Before You Begin With Data Flow SQL Endpoints

To use Data Flow SQL Endpoints, you must have:

  • An Oracle Cloud Infrastructure account. Trial accounts can be used to show Data Flow.
  • A Service Administrator role for the Oracle Cloud services. When the service is activated, the credentials and URL are sent to the chosen Account Administrator. The Account Administrator creates an account for each user who needs access to the service.
  • A supported browser, such as:
    • Microsoft Internet Explorer 11.x or later

    • Mozilla Firefox ESR 38 or later

    • Google Chrome 42 or later

    Note

    For the Spark UI, only use Google Chrome.
  • Data for processing loaded into Object Storage. The data can be read from external data sources or cloud services. Data Flow SQL Endpoints optimizes performance and security for data stored in Object Storage.

Note

Avoid entering confidential information when assigning descriptions, tags, or friendly names to the cloud resources through the Oracle Cloud Infrastructure Console, API, or CLI. It applies when creating or editing applications in Data Flow.

Understanding SQL Endpoints

Data Flow SQL Endpoint is a service entity that uses long-running compute clusters in your tenancy. You pick a compute shape and how many instances you want to use. Each cluster runs until an administrator stops it. Spark runs in the cluster. Its SQL engine is fast, integrates with Data Flow, and it supports unstructured data. You connect using ODBC or JDBC, authenticate with IAM credentials.

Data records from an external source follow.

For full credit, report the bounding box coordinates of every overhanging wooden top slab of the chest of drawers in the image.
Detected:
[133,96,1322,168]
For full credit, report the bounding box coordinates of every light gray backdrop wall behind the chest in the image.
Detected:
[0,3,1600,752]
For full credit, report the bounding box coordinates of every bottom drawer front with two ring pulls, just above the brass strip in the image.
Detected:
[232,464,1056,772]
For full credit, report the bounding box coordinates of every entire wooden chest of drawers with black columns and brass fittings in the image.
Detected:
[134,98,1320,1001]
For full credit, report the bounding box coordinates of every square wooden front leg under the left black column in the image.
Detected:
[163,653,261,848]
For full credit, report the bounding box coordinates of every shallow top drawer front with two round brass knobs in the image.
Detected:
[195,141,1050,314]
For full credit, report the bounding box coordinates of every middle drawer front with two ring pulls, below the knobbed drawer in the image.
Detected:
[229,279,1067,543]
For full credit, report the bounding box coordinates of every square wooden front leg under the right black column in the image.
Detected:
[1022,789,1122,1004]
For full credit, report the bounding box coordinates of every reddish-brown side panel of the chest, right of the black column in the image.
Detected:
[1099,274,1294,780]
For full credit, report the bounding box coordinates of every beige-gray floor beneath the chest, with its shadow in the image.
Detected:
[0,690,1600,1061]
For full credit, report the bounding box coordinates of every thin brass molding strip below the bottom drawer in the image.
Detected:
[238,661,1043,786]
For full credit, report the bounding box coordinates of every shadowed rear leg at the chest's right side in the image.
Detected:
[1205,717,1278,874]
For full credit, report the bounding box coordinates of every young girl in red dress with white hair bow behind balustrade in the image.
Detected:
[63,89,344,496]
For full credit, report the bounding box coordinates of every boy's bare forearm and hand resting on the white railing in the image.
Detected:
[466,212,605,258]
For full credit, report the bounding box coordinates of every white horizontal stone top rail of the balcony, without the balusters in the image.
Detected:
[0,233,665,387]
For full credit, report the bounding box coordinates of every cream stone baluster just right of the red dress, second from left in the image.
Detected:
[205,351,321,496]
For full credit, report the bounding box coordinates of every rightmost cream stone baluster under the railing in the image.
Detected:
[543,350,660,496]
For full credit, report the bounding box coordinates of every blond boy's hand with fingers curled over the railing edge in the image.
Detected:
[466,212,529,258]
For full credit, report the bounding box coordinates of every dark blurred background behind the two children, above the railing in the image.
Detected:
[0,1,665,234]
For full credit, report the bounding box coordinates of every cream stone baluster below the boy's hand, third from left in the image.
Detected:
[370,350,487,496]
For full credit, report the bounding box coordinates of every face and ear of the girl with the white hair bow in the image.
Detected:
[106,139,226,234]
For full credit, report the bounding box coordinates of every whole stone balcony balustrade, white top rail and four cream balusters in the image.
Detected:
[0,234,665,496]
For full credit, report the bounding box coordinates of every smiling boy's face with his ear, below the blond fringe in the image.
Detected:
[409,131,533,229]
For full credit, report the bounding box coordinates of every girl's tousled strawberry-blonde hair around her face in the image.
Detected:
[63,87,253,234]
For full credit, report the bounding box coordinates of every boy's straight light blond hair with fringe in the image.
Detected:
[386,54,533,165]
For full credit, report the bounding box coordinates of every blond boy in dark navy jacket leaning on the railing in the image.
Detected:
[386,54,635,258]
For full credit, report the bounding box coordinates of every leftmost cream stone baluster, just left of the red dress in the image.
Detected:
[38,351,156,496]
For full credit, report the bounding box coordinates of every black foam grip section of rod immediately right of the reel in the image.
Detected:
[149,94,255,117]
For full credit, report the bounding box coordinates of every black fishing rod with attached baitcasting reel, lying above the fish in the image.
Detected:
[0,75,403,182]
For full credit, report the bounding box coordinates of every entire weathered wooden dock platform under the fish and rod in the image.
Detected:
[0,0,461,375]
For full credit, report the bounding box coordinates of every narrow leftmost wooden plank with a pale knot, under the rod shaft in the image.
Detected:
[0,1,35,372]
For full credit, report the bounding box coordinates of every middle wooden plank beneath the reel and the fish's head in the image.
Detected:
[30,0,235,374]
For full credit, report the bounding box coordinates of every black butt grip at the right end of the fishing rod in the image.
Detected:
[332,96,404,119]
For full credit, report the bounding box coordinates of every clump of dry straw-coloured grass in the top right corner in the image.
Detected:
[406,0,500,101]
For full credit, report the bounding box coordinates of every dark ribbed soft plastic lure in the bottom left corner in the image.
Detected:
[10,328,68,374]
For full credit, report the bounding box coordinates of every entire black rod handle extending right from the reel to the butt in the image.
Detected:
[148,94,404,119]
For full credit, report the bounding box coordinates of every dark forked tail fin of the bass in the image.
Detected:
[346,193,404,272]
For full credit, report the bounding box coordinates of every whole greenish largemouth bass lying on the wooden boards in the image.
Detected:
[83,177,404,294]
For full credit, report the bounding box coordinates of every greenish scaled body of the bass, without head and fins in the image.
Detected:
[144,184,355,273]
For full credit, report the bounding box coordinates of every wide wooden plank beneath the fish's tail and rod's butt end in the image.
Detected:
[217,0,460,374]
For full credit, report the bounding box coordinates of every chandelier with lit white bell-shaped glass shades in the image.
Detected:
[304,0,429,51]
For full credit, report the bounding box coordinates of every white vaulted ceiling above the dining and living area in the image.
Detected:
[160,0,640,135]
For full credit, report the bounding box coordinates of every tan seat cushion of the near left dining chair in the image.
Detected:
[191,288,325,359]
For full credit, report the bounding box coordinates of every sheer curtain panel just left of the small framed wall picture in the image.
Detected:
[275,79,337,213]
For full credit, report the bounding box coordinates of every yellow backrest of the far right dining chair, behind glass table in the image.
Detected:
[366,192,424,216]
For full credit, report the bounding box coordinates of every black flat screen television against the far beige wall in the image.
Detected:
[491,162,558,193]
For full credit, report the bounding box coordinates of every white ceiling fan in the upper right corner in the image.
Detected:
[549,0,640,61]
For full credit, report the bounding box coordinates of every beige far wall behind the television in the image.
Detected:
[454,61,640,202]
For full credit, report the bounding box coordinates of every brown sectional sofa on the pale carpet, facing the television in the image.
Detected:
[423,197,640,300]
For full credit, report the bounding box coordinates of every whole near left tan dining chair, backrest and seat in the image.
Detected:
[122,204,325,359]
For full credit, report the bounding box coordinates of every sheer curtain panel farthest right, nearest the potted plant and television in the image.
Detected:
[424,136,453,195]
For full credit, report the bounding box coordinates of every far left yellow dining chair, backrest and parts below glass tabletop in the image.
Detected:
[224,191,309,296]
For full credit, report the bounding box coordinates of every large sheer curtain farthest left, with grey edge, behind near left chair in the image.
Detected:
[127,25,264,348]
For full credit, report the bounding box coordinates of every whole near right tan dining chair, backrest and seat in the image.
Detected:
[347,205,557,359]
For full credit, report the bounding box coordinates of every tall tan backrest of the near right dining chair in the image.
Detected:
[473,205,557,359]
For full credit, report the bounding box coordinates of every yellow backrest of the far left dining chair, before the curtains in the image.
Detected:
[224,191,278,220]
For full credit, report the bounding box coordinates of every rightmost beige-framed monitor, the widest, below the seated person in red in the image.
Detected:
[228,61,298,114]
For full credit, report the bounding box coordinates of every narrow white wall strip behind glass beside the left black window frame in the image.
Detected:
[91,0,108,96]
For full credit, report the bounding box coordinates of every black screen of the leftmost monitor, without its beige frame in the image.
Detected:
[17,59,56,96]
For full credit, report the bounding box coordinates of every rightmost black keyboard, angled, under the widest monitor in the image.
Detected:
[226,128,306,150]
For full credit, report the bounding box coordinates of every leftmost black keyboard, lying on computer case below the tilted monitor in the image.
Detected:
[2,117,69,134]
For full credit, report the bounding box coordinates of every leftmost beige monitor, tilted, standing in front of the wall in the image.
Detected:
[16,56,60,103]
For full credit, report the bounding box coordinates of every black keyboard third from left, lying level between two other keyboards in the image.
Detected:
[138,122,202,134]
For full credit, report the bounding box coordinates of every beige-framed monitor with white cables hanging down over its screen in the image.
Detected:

What are Data Flow SQL Endpoints

Data Flow SQL Endpoints are designed for developers, data scientists, and advanced analysts to interactively query data directly where it lives in the data lake. This data is relational, semi-structured, and unstructured such as logs, sensor streams, and video streams typically stored in the object store. As the volume and complexity of data grows, tools to explore and analyze data in the data lake in native formats, rather than transforming or moving it, become important. Using Data Flow SQL Endpoints, you can economically process large amounts of raw data, with cloud native security used to control access. You can access the insights they need in a self-service way, with no need to coordinate complex IT projects or worry about stale data. Queries in Data Flow SQL Endpoints seamlessly interoperate with Data Flow Batch for scheduled production pipelines. They enable fast data analytic and use long-running autoscaling compute clusters that are fixed in size and run until stopped by the administrator.

Data Flow SQL Endpoints:
  • Provide interactive analytics directly against the data lake.
  • Are built on Spark for scale-out, easy read and write of unstructured data, and interoperability with existing Data Flow.
  • Uses SQL to make analytics easier.
  • Support major Business Intelligence (BI) tools using ODBC or JDBC connections with IAM credentials.
  • Use data for processing loaded into Object Storage. The data can be read from external data sources or cloud services.

Data Flow SQL Endpoints support all the same types of file supported by Spark. For example, JSON, Parquet, CSV, and Avro.